Hochul handily defeated Zeldin in the areas removed from the map, unsurprising given their liberal bent. Citywide, Hochul underperformed compared to former Governor Andrew Cuomo in 2018.
Why It Matters
While control of the House has yet to be determined, several recently redrawn Congressional seats in Florida and New York saw GOP gains.
In New York, Democrats lost four seats to the GOP, the most in any state in the country:
- In Long Island’s NY-3, Democrat Robert Zimmerman lost to Republican George Santos, flipping a seat that had been held by Democrat Tom Suozzi.
- In NY-17, Democratic Congressman Sean Patrick Maloney, who was widely criticized for jumping districts and pushing out incumbent Mondaire Jones (D), lost to his Republican opponent, Mike Lawler.
- In NY-19, Democrat Josh Riley lost a close race to Republican Marc Molinaro, in a seat previously held by Lt. Gov. Antonio Delgado (and briefly by Democrat Pat Ryan).
- In NY-4, Republican Anthony D’Esposito beat Democrat Lauren Gillen, in a seat previously held by Democrat Kathleen Rice.

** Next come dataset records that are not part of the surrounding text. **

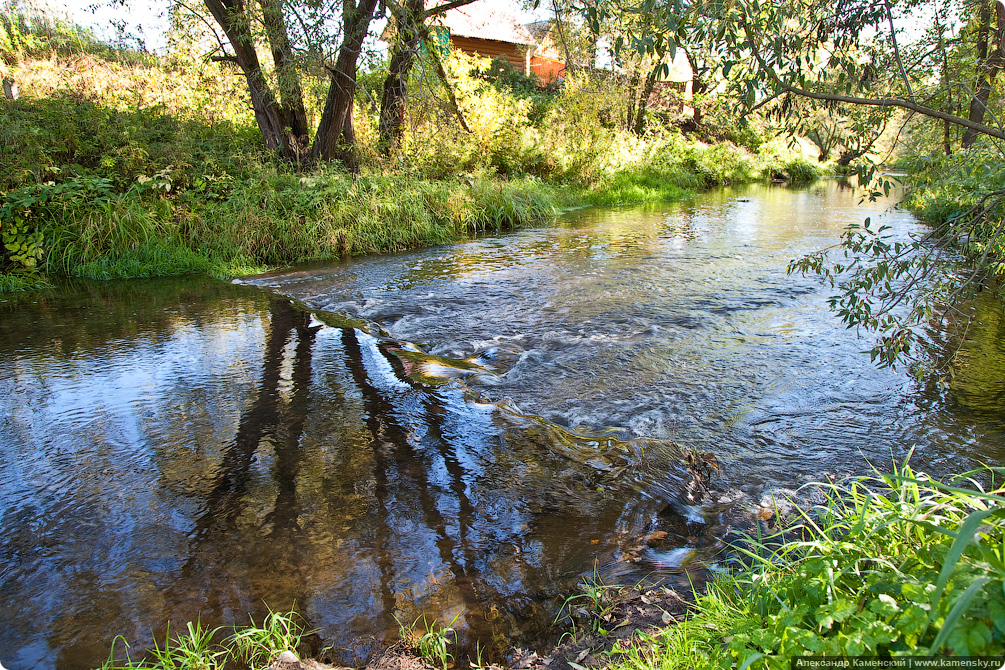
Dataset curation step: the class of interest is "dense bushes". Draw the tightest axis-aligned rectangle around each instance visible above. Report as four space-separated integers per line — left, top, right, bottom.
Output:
0 17 816 288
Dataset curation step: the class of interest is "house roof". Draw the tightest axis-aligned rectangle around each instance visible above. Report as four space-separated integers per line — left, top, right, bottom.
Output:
427 0 538 45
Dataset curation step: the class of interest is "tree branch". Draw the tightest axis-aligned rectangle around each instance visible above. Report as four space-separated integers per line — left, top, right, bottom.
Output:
883 0 915 99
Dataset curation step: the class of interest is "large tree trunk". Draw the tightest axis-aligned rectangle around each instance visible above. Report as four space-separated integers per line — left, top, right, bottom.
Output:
204 0 304 162
378 0 425 156
960 0 1005 149
378 0 475 156
261 0 311 149
312 0 377 169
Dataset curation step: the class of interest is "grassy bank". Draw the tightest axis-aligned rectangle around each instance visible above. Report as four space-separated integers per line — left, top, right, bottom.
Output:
0 21 817 290
900 143 1005 263
90 466 1005 670
613 467 1005 670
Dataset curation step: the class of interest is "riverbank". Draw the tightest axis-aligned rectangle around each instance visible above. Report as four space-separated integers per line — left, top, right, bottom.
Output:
0 41 820 291
90 465 1005 670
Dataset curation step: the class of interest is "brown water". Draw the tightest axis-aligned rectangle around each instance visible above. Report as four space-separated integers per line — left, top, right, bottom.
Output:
0 182 1005 670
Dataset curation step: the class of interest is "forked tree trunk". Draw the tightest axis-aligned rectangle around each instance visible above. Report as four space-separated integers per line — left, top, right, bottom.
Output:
378 0 425 156
631 63 663 137
378 0 475 156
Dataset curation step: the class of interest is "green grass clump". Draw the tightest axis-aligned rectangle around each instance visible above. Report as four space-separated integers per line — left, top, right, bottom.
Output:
398 614 460 670
226 610 308 670
615 465 1005 670
98 609 308 670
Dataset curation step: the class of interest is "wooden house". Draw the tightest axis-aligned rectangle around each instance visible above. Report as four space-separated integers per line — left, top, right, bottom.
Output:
424 0 565 84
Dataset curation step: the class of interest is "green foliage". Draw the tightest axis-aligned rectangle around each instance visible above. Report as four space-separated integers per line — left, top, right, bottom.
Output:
0 31 824 290
226 609 308 670
789 148 1005 375
99 609 308 670
729 458 1005 668
553 572 622 635
99 622 230 670
398 614 460 670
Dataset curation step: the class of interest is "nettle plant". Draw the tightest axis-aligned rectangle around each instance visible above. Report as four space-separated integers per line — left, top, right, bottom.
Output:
0 177 112 271
727 465 1005 668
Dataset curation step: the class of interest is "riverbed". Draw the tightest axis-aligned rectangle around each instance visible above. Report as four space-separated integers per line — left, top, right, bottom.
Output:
0 181 1005 670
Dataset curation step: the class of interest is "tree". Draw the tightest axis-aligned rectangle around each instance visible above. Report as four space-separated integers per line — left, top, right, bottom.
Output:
590 0 1005 366
378 0 475 155
195 0 377 170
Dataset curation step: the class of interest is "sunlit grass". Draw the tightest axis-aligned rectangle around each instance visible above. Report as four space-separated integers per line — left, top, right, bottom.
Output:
616 456 1005 670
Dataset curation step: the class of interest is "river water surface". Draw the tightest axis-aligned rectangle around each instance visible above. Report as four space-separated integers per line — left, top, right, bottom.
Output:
0 182 1005 670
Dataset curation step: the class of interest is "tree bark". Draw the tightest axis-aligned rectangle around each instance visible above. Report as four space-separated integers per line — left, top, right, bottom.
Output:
378 0 475 156
311 0 377 164
960 0 1005 149
378 0 425 156
261 0 311 150
960 0 991 149
625 70 642 131
204 0 306 163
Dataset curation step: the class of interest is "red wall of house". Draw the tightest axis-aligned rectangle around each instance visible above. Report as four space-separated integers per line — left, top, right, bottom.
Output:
450 35 527 72
531 56 565 83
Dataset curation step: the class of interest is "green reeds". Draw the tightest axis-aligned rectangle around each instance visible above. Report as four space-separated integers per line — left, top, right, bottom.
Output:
603 462 1005 670
98 609 308 670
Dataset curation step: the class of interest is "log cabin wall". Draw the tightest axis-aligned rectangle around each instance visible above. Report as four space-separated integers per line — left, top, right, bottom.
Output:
450 35 529 74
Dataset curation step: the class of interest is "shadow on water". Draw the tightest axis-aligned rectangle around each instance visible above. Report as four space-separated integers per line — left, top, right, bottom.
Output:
0 184 1005 670
0 281 688 670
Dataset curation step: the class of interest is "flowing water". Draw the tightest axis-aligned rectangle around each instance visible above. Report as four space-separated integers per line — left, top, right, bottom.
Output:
0 182 1005 670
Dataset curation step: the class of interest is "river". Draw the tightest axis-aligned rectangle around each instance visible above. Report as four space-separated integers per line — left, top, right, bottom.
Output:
0 181 1005 670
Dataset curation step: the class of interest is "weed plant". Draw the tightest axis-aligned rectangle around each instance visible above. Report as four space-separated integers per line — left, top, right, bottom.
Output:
398 613 460 670
603 463 1005 670
99 622 229 670
226 609 308 670
98 609 308 670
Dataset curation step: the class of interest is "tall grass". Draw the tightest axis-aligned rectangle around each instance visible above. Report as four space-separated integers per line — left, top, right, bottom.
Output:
98 610 308 670
611 464 1005 670
0 14 815 290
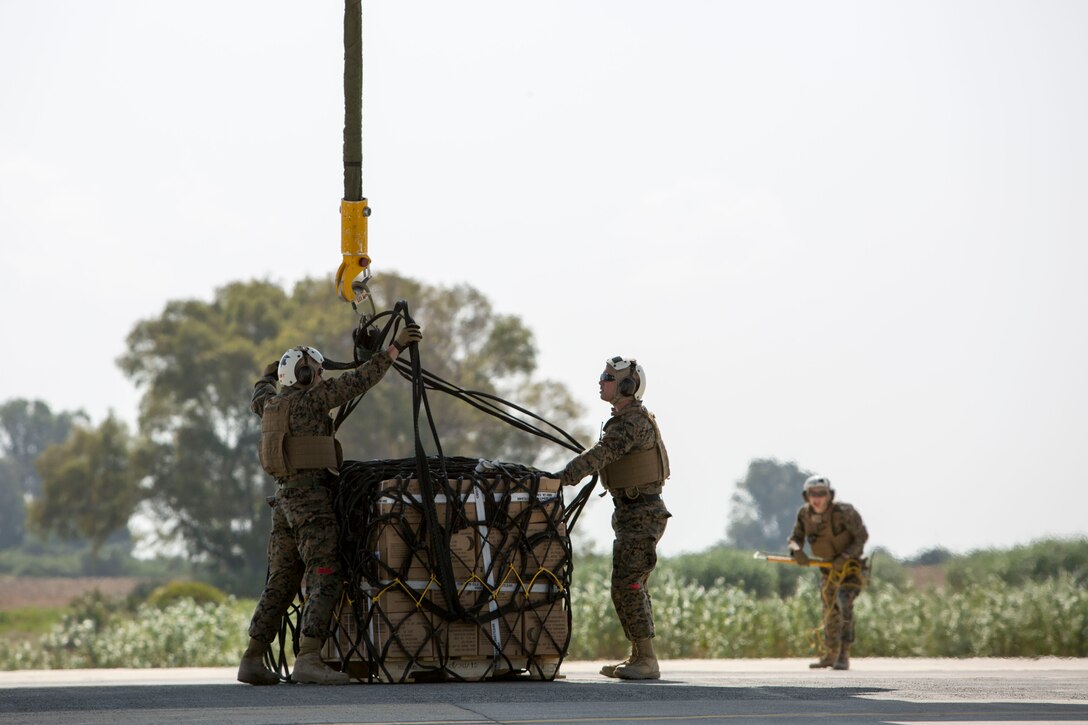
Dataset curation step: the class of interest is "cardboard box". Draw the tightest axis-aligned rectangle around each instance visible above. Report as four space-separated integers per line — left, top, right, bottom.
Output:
371 589 434 660
522 600 570 656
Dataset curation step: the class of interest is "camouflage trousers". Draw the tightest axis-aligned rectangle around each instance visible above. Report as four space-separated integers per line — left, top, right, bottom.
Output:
819 569 862 651
611 501 671 642
249 484 343 642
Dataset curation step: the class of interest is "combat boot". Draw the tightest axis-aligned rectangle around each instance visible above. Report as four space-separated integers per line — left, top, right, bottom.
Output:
238 637 280 685
808 647 839 669
615 638 662 679
290 635 351 685
601 642 639 677
831 642 850 669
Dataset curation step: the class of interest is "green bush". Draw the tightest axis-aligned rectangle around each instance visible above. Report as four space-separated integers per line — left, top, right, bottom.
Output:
945 538 1088 591
0 599 249 669
147 580 226 610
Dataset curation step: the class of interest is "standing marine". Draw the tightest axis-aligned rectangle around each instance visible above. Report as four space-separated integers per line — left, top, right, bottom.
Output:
787 476 869 669
238 324 422 685
559 357 671 679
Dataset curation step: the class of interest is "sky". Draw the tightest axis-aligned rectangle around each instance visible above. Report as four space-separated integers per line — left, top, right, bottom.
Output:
0 0 1088 557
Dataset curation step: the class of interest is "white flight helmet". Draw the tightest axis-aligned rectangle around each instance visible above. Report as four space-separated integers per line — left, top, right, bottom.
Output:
280 345 325 388
605 356 646 401
801 476 834 501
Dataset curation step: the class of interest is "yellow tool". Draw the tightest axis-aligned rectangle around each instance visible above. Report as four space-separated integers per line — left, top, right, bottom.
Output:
336 198 370 302
336 0 370 304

Nationwide, while Democrats hoped to pick up seats to mitigate any losses, NY-11 was not widely considered a likely prospect, as Rose consistently trailed Malliotakis in polls.
The Background
Late last year, the Independent Redistricting Commission, the group in charge of producing new boundaries per an amendment to the state constitution in 2014 pushed forward by Cuomo, failed to produce maps by the deadline. Instead, the group — unable to reach a compromise — released competing maps from its five Democrat and five Republican members.
The process was then kicked back to the State Legislature, where Democrats held supermajorities plus the governorship, allowing them to draw maps as they saw fit. They pushed through maps that would’ve given Democrats the edge in 22 of New York’s 26 congressional districts, including in NY-11, where liberal bastion Park Slope and the heavily Latino section of Sunset Park had been added to the district that currently represents Staten Island and a conservative slice of southern Brooklyn.
But a Republican-led lawsuit to overturn the proposed map — funded by cosmetics heir Ronald Lauder, who poured millions into Zeldin’s run for governor — prevailed. In April 2022, the New York State Court of Appeals stated that the congressional districts drawn by Democrats violated a ban on partisan gerrymandering. A judge appointed Jonathan Cervas, a postdoctoral fellow at Carnegie Mellon University, as special master in charge of drawing a politically neutral map.
Cervas’ map gave New York eight competitive House seats, including NY-11.
That race, in the boundaries as drawn and implemented, turned out not to be so competitive after all.